Alzaidi não pretende fazer um filme panfletário. Ele mesmo afirma, “Este não é um filme com uma única mensagem, a arte é subjetiva. Mas, quando as novas gerações assistirem a Norah, quero que lembrem de uma coisa: acreditem em si mesmas. Se vocês têm uma voz, nunca parem de lutar por ela.”

Foto Pandora Filmes/Divulgação

A frase sintetiza o espírito de O Retrato de Norah: não se trata apenas de libertar uma personagem, mas de libertar um olhar, o de quem filma, o de quem é filmado, o de quem assiste.

Ao mesmo tempo, o filme dialoga com o momento histórico da Arábia Saudita, que vive uma transição entre conservadorismo e modernização cultural. Alzaidi reconhece o peso desse contexto, “A arte foi silenciada por 35 anos em meu país. Agora, temos a chance de recomeçar”.

O Retrato de Norah torna-se, assim, um símbolo dessa reabertura: o cinema saudita se olhando pela primeira vez, tentando entender o próprio rosto.

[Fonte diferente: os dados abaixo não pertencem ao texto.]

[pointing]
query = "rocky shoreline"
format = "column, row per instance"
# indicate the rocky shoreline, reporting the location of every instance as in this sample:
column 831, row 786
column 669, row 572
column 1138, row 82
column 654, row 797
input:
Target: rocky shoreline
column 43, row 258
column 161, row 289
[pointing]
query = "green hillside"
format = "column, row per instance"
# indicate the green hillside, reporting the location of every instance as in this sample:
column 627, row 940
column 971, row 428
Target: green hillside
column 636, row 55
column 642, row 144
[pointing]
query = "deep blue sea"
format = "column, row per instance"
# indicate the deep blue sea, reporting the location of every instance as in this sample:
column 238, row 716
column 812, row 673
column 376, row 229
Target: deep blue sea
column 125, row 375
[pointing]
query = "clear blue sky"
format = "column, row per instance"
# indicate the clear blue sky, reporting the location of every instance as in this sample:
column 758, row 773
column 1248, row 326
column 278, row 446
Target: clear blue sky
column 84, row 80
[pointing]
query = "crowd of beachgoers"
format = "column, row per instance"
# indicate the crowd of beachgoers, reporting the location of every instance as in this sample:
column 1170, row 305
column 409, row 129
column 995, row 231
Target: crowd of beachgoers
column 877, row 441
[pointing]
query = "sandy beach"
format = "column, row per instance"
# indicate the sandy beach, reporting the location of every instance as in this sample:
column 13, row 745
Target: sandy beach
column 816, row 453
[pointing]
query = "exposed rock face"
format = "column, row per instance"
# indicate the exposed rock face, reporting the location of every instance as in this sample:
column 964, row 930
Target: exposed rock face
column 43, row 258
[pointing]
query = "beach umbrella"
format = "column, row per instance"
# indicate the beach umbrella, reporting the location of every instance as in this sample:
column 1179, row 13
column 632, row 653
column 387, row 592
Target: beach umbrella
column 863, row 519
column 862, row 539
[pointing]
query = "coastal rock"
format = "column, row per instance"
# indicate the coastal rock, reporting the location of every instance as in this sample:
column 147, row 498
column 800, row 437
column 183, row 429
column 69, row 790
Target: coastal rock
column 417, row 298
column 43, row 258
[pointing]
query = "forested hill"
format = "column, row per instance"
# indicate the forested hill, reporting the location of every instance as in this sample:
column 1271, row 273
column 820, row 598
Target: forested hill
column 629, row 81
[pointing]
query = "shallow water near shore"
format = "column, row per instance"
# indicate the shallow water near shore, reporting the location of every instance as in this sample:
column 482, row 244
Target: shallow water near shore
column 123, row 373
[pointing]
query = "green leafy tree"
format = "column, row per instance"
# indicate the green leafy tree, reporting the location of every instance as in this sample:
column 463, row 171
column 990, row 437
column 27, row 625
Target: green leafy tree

Com “O Retrato de Norah”, Tawfik Alzaidi transforma o gesto de um retrato em uma alegoria poderosa sobre ver e ser visto. O filme é lento, minimalista e profundamente visual, sustentado por uma fotografia arrebatadora e atuações silenciosas que dizem mais do que palavras. 

Ao se recusar a gritar, Alzaidi faz algo mais corajoso: sussurra. E, nesse sussurro, ecoa a voz de uma geração que aprendeu a criar mesmo quando não podia. “Quando as pessoas assistirem a este filme, quero que sintam o que eu sentia aos nove anos, quando sonhava com arte sem poder fazê-la. Que percebam que a imaginação é, antes de tudo, uma forma de liberdade”.

Entre o deserto e o retrato, entre o silêncio e a cor, Norah é mais do que um filme, é um renascimento.